I need some help optimising a function. I'm aware that an apply function could speed this up, but I've never learned to use that family of functions properly and can't find advice online that I can follow easily to convert this ...
I have two data frames. They look like this (but each has >1 million rows).
df.DP:
CHR POS
12 463
12 5412
12 76123
431 276
431 200187
8521 23
8521 2001
df.mask:
CHR START END
10 67 876
12 4321 8724
12 8742 8910
277 10293 10599
8521 1068 3233
What I want do do is add a column to df.DP which indicates whether each row matching a CHR value from df.mask also has a POS value that is greater than df.mask START and lower than df.mask END. For example...
result:
CHR POS mask
12 463 0
12 5412 1
12 76123 0
431 276 0
431 200187 0
8521 23 0
8521 2001 1
This is the function I've written:
index.masked <- function(df.DP, df.mask){
#Create all 0s masked index column
df.DP$masked = 0
#Iterate over df
for(i in 1:nrow(df.DP)){
#Report progress
print(i)
#Check if df.DP$CHR[i] is in df.mask$CHR
if(df.DP$CHR[i] %in% df.mask$CHR){
#Check if ith SNP is within masked range
if(nrow(df.mask[which(df.mask$CHR == df.DP$CHR[i] &
df.mask$START < df.DP$POS[i] &
df.mask$END > df.DP$POS[i]),]) > 0){
#Report progress
print("Ding!")
#Set index column to 1
df.DP$masked[i] <- 1
}
}
}
#Return df.DP
return(df.DP)
}
Basically this is horribly slow. As I've said, each data frame has > 1 million rows. On top of that, I have multiple data frames on which I need to perform this operation.

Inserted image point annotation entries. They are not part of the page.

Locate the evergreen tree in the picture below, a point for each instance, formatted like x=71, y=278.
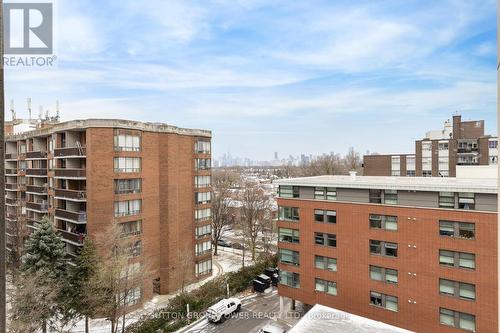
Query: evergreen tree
x=84, y=294
x=44, y=250
x=39, y=295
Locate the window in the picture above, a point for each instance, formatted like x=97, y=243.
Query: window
x=127, y=142
x=457, y=319
x=136, y=249
x=203, y=268
x=202, y=197
x=325, y=286
x=202, y=164
x=446, y=199
x=383, y=248
x=466, y=200
x=395, y=166
x=457, y=289
x=202, y=147
x=383, y=274
x=375, y=196
x=391, y=197
x=127, y=208
x=128, y=186
x=202, y=248
x=285, y=191
x=289, y=257
x=384, y=301
x=329, y=264
x=131, y=228
x=127, y=164
x=288, y=213
x=203, y=214
x=290, y=279
x=325, y=239
x=288, y=235
x=131, y=297
x=383, y=222
x=328, y=216
x=202, y=181
x=325, y=193
x=203, y=231
x=457, y=229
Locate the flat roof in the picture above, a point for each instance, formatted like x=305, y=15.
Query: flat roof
x=109, y=123
x=322, y=319
x=433, y=184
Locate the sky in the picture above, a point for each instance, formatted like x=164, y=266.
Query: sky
x=266, y=76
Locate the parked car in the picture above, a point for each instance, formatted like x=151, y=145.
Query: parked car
x=223, y=243
x=223, y=309
x=273, y=274
x=272, y=328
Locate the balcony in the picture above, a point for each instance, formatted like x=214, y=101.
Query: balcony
x=70, y=152
x=11, y=171
x=78, y=217
x=37, y=207
x=36, y=155
x=70, y=173
x=12, y=187
x=74, y=238
x=9, y=201
x=76, y=195
x=11, y=156
x=36, y=172
x=36, y=189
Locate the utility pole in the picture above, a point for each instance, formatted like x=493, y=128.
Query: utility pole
x=3, y=298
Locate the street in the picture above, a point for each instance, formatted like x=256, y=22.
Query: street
x=256, y=312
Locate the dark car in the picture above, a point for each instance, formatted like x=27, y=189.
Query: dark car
x=223, y=243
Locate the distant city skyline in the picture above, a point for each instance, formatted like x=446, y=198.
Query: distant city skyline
x=400, y=70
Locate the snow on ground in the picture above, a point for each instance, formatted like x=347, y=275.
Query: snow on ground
x=322, y=319
x=157, y=302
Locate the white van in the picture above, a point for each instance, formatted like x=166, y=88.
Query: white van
x=223, y=309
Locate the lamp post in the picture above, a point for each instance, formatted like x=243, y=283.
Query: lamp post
x=2, y=184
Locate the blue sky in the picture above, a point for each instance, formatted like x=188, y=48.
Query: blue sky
x=288, y=76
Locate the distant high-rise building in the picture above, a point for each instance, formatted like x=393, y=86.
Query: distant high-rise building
x=439, y=153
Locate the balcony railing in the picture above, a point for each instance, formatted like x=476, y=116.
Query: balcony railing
x=36, y=172
x=70, y=173
x=36, y=189
x=71, y=216
x=10, y=201
x=11, y=186
x=36, y=154
x=72, y=151
x=11, y=171
x=10, y=156
x=71, y=194
x=75, y=238
x=39, y=207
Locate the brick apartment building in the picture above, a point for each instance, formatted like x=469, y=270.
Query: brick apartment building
x=438, y=154
x=152, y=179
x=420, y=254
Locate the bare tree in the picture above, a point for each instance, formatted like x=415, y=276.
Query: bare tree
x=119, y=276
x=222, y=181
x=255, y=205
x=353, y=161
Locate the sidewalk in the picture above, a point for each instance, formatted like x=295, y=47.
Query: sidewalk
x=157, y=302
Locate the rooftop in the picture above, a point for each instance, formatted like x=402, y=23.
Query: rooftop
x=107, y=123
x=434, y=184
x=321, y=319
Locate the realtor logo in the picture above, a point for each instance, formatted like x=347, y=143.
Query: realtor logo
x=28, y=28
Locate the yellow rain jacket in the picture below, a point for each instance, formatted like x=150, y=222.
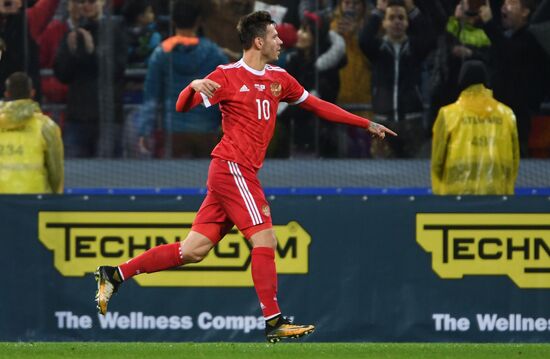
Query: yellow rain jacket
x=31, y=150
x=475, y=146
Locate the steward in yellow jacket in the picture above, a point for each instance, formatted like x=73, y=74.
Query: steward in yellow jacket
x=31, y=150
x=475, y=147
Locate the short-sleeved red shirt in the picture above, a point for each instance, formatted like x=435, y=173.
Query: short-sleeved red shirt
x=249, y=100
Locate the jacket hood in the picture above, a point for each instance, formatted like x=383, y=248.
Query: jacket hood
x=17, y=113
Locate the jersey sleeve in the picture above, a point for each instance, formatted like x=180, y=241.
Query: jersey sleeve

If anyone could please show me how to make this faster I would be very grateful.
Here is some code to generate dummy data...
test.DP <- data.frame(CHR = c("12", "12", "23", "23", "23"),
POS = c(245, 6542, 12, 564, 1874))
test.mask <- data.frame(CHR = c("12", "13", "23"),
START = c(150, 717, 550),
END = c(270, 871, 599))
When I run my function on this dummy data it works fine.

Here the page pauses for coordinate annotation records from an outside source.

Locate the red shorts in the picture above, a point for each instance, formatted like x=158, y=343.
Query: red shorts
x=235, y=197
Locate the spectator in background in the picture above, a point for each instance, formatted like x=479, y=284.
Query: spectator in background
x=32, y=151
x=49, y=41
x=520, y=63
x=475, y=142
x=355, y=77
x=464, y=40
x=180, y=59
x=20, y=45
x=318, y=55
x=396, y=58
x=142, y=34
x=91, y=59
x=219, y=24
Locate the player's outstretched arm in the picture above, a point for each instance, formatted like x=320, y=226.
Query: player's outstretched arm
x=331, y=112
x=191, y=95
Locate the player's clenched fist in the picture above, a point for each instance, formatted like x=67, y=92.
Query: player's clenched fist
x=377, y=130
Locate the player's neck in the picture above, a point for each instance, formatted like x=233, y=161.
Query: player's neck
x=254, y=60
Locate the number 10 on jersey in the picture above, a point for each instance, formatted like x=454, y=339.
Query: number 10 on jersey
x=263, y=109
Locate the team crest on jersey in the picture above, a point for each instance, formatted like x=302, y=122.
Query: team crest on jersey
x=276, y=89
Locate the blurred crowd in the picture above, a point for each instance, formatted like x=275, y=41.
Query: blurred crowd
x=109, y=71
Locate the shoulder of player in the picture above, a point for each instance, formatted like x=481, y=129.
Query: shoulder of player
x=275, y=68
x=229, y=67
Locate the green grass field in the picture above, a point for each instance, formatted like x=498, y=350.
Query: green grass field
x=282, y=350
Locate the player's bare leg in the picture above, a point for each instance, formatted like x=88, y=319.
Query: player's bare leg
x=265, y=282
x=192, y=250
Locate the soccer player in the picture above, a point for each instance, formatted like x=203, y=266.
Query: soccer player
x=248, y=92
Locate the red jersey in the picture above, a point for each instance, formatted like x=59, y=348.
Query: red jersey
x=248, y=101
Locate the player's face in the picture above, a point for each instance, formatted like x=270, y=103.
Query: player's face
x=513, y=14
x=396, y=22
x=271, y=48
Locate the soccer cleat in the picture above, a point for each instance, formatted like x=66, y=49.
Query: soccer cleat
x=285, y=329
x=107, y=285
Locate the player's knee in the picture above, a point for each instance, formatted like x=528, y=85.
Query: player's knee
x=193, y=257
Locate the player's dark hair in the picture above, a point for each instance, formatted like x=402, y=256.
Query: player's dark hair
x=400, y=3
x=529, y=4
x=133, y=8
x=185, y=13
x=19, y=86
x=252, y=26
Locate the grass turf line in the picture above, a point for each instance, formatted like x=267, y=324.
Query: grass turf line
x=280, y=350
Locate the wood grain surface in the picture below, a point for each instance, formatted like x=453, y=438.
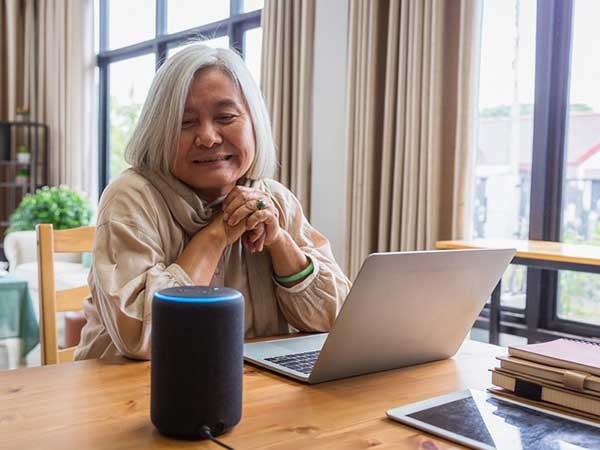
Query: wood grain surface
x=544, y=250
x=105, y=405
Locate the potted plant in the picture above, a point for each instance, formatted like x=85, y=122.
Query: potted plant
x=22, y=176
x=22, y=113
x=61, y=206
x=23, y=155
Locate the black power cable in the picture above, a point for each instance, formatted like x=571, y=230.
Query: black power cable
x=207, y=433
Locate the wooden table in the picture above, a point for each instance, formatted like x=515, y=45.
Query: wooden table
x=535, y=254
x=94, y=404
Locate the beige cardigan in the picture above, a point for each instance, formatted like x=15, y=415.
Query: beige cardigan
x=137, y=241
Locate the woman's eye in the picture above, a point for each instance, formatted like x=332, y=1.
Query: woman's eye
x=227, y=118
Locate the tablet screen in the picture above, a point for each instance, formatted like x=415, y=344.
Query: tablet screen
x=501, y=424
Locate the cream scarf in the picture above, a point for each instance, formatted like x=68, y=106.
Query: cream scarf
x=192, y=214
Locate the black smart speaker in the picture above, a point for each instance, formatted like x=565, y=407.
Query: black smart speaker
x=197, y=361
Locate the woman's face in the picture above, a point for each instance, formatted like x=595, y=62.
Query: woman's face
x=217, y=146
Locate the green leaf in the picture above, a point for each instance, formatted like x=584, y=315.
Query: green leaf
x=60, y=206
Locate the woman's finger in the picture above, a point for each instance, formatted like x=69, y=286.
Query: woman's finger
x=247, y=209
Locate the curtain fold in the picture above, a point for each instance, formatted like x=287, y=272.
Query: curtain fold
x=65, y=99
x=412, y=90
x=47, y=61
x=287, y=64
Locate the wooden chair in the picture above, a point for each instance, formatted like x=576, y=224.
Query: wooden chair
x=49, y=241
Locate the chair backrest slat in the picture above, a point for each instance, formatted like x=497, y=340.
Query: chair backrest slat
x=51, y=301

test1 <- index.masked(test.DP, test.mask)
> test1
CHR POS masked
1 12 245 1
2 12 6542 0
3 23 12 0
4 23 564 1
5 23 1874 0
With > 1M rows in each data frame, this is too slow though.
I have searched extensively and while I can find plenty of posts here asking for help with similar problems, I'm so unfamiliar with the apply functions and other approaches to solving things that I just can't follow what's been done and apply (no pun intended) it to my own situation.
Any help would be deeply appreciated.